Shawn's Blog

a hair-band lovin', techni-junkie's banter about… whatever.

Older is not necessarily better

Posted on | September 20, 2009 | No Comments

Recently, one of our Linux servers died, it had been giving symptoms for several months that a problem was dying.  We had one main website on that server which is being re-designed by a “professional” company.  The new website requires to be moved to a Microsoft based server.  This change was due to occur on May 1st, yet, the website is still in the hands of the web design company – quite frankly, that is worthy of it’s own post.   Within the last year, the role of that server was greatly diminished, as FTP, e-mail, and most websites we host were removed and placed on other servers.

Because we anticipated the website change to occur “any day”, we decided to wait, and hope that the website redesign would come through.  To date, the website has still not been finished.
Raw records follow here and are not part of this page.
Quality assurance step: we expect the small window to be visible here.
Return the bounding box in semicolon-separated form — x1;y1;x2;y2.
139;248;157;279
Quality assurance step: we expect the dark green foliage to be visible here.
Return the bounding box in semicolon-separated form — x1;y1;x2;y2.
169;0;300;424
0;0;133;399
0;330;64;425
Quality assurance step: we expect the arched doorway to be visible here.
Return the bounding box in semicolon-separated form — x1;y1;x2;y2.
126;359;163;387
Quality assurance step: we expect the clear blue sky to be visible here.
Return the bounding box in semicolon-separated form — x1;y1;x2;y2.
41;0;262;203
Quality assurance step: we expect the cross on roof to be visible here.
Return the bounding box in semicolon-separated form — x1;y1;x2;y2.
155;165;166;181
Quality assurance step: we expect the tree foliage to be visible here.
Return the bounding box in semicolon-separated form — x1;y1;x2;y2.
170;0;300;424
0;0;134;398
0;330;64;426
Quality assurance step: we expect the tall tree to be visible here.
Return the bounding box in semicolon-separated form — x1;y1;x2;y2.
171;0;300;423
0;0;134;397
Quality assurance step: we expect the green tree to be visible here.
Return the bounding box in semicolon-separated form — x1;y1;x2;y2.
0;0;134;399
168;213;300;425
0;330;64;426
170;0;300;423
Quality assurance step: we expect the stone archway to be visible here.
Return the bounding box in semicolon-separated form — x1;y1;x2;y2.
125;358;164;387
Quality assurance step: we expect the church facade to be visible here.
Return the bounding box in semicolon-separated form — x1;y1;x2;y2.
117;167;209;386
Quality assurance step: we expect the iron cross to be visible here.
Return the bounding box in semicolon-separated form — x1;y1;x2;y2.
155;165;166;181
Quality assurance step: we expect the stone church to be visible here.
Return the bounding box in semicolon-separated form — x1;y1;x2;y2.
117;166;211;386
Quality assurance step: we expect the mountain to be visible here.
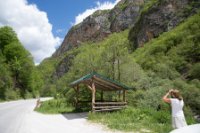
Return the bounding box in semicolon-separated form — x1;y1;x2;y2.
47;0;200;78
38;0;200;115
53;0;144;57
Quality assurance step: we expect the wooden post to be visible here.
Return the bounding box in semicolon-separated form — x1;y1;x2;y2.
77;85;79;108
118;91;121;101
101;90;103;102
92;82;96;112
123;90;126;102
74;85;79;109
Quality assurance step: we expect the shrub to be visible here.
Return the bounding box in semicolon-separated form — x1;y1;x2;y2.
4;88;20;100
36;99;74;114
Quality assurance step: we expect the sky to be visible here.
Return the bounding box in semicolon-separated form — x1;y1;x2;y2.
0;0;120;65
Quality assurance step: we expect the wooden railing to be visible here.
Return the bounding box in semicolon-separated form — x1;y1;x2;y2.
92;102;127;112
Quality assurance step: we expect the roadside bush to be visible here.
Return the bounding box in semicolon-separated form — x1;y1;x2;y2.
36;99;74;114
4;88;20;100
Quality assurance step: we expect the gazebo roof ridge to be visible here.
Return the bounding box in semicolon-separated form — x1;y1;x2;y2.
70;72;131;90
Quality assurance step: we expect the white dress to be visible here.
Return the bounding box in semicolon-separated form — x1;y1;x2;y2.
170;98;187;128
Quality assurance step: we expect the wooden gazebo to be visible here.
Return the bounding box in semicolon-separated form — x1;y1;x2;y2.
70;72;130;112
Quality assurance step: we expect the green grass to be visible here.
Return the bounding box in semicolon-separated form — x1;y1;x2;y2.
36;99;74;114
88;107;194;133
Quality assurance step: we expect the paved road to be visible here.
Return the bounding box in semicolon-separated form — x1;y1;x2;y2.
0;100;122;133
0;100;36;133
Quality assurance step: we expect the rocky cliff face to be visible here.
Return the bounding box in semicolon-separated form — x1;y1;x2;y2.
50;0;200;78
53;0;144;57
129;0;200;49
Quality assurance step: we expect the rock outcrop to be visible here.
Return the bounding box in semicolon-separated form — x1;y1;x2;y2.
53;0;144;57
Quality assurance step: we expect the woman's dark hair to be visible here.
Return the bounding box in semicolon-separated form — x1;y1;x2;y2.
171;90;183;100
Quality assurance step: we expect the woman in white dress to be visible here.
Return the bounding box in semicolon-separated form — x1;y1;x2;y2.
163;90;187;129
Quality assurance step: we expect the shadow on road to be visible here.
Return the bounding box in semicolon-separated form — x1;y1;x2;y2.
62;112;88;120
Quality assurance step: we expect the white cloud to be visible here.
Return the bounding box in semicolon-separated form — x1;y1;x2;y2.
0;0;62;64
73;0;120;25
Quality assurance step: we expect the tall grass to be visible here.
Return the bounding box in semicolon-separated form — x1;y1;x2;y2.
36;99;74;114
88;107;194;133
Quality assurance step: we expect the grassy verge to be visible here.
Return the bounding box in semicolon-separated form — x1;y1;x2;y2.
88;107;194;133
36;99;74;114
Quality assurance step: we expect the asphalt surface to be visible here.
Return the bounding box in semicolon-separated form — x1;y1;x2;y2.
0;100;36;133
0;99;120;133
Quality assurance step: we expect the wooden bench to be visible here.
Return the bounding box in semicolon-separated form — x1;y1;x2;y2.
92;102;127;112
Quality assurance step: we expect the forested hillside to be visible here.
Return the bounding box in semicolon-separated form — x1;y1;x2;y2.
0;0;200;133
36;13;200;133
0;26;41;100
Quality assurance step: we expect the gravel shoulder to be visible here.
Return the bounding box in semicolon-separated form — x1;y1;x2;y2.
0;99;124;133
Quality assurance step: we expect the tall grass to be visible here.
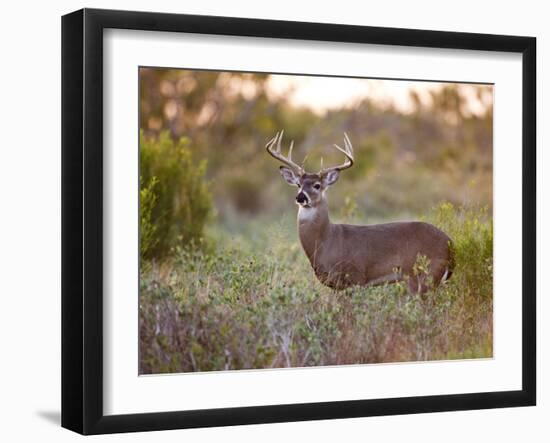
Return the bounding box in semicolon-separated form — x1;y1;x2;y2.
139;204;493;373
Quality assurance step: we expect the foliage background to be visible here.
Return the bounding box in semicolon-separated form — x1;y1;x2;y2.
140;68;492;373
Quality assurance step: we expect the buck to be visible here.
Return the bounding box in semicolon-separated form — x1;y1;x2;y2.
266;131;453;292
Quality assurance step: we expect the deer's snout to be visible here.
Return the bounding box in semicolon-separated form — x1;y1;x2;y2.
296;191;308;205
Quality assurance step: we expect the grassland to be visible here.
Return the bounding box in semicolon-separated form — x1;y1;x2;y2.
139;204;493;374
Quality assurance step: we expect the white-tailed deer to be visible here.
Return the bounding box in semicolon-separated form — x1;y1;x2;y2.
266;132;453;292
A few months ago, I had set up a Linux server in a VM environment in an attempt to start moving the remaining functions from the dying server to the new virtual server.  Unfortunately, since server management is not my full time position, this fell on the backburner.  I had anticipated that the move of the problem website to not be a simple case of moving files from one server to the next.  This past week, I found that to be the case.

The website was using all of the parts of the LAMP (Linux, Apache, MySQL, PHP) setup.  When our original server was setup, the person who set the server up insisted on using an archaic system which used old versions of Apache, MySQL & PHP.  His reasoning was that the software was “stable”.  While this worked, the Slackware OS was not the easiest OS to keep up to date, and previous attempts at updating some of the software proved to cause more trouble than it was worth.

Personally, I like the Ubuntu system which installs minimal software, yet in my experience with it, has proven to be extremely stable, and easy to keep up to date.  Unfortunately, getting the website running on a new server was not an easy task.  Apache 2, while similar to Apache 1 had some configuration differences to work out.  The MySQL 4 databases were not compatible with MySQL 5 on the new server, so it was not a simple case of “copy & paste”. PHP caused the biggest problem, as some scripts written in the PHP 4 system, caused major problems in the new PHP 5 version.  PHP 5 is less forgiving on programming mistakes than PHP 4 was.

While using old products which are “tried & true” has some validity in some cases, it does not necessarily mean it’s the best in all cases.  Older software provides security holes which have likely been patched in newer iterations, new software also makes performing some tasks easier.  To me, keeping software up to date is a better option.